Update: Having refreshed the weekly top with $1,951 on initial risk-aversion, gold (XAU/USD) eases to $1,939 during Friday’s Asian session.

The yellow metal’s initial run-up could be linked to the chatters of higher radiation and Chernobyl 2.0 fears as Russia shelled the Ukrainian nuclear power plant. However, tweets from US Senator Marco Rubio, as well as actions of the fire-safety team, seemed to have tamed the market woes afterward.

That said, US Senator Rubio tweeted, “Second Ukraine official just now says reactor was “hit” & is inactive with fuel inside but that its the admin building which is on fire.” “He had received no information about elevated radiation levels, says meltdown unlikely but leak is possible,” the policymaker added.

Not only the gold, but US stock futures and Treasury yields also pare recent losses by the press time. However, the risk-on mood is far away and may also take clues from the US Nonfarm Payrolls (NFP), in addition to the Russia-Ukraine headlines.

End of Update.

 

Gold (XAU/USD) is on an adrenaline rush to reclaim $1,950.00 as the Russian military has started shelling at Europe’s largest nuclear plant. This has brought a fresh wave in risk-aversion theme and investors have started diverting their funds in the precious metal.

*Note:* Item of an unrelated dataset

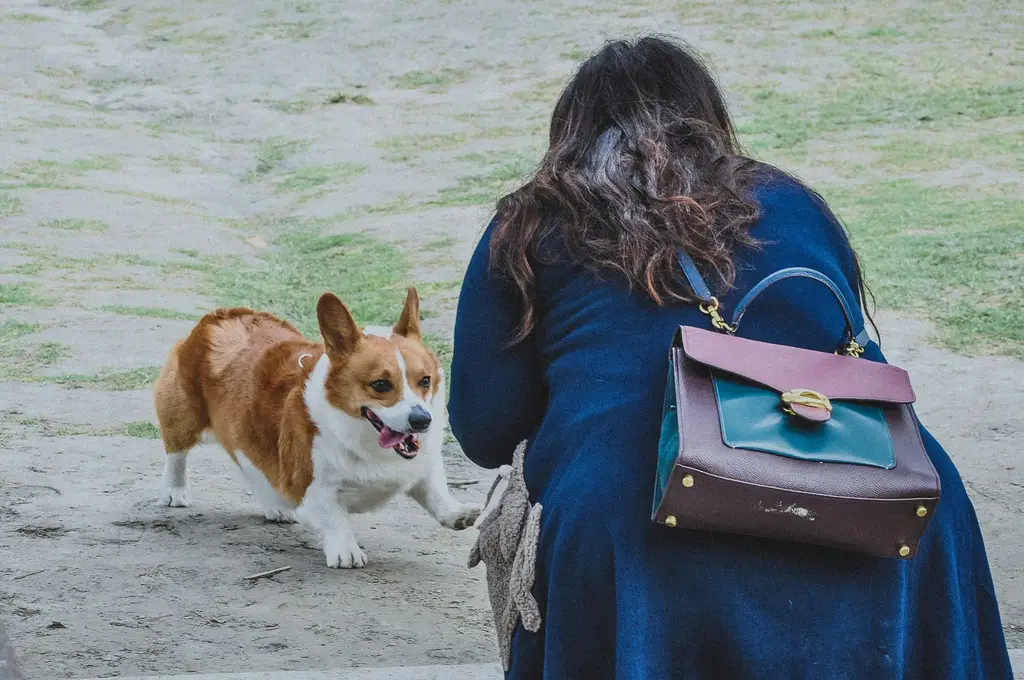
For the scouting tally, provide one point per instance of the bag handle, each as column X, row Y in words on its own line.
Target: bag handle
column 853, row 340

The shelling at Europe’s largest nuclear plant is likely to bring more sanctions on Russia from the West leaders. Apart from that, European Union could retaliate by attacking the Russian military or by supporting Ukraine further with weaponry and financial aid.

One thing is unfolding from the ongoing Russia-Ukraine war that Russia is losing as the Ukrainian military is efficiently resisting the Russian military activities. The Ukrainian military is getting new Western weapons every day and has been barricading the Russian rebels from escalating their dominance.

Adding to that, the Russian economy is facing a downfall like a house of cards. Their economy has been crippled after the sanctions from the Western leaders. The Russian ruble has plunged around 50% in the last two weeks. The Russian equities have been removed from the global indices: MSCI and FTSE. Their economy has been isolated and its interest rates are roaring on the collapse of the SWIFT international banking system.

Apart from the risk-off impulse due to geopolitical tensions, the gold prices may rally further on a modest tightening stance by the Fed. Powell’s testimony has backed a 25 bps interest rate hike against the half a percent one to coincide with the Ukraine crisis and soaring inflation.

Meanwhile, the US dollar index (DXY) has slipped near 97.73 despite upbeat US Initial Jobless Claims on Thursday. Going forward, the US Nonfarm Payrolls from the Bureau of Labor Statistics will be the major event to keep under the radar, which is due on Friday.

Gold Technical Analysis

On a 15-minute scale, XAU/USD witnessed a strong upside move after the breakout of the symmetrical triangle. Later, it went into consolidation and showcased the formation of a rising channel. Now, the precious metal has violated the rising channel on the upside, and further gains cannot be ruled out. The Relative Strength Index (RSI) (14) has shifted above 60.00 after oscillating in a range of 40.00-60.00, which indicates a trigger for a fresh rally.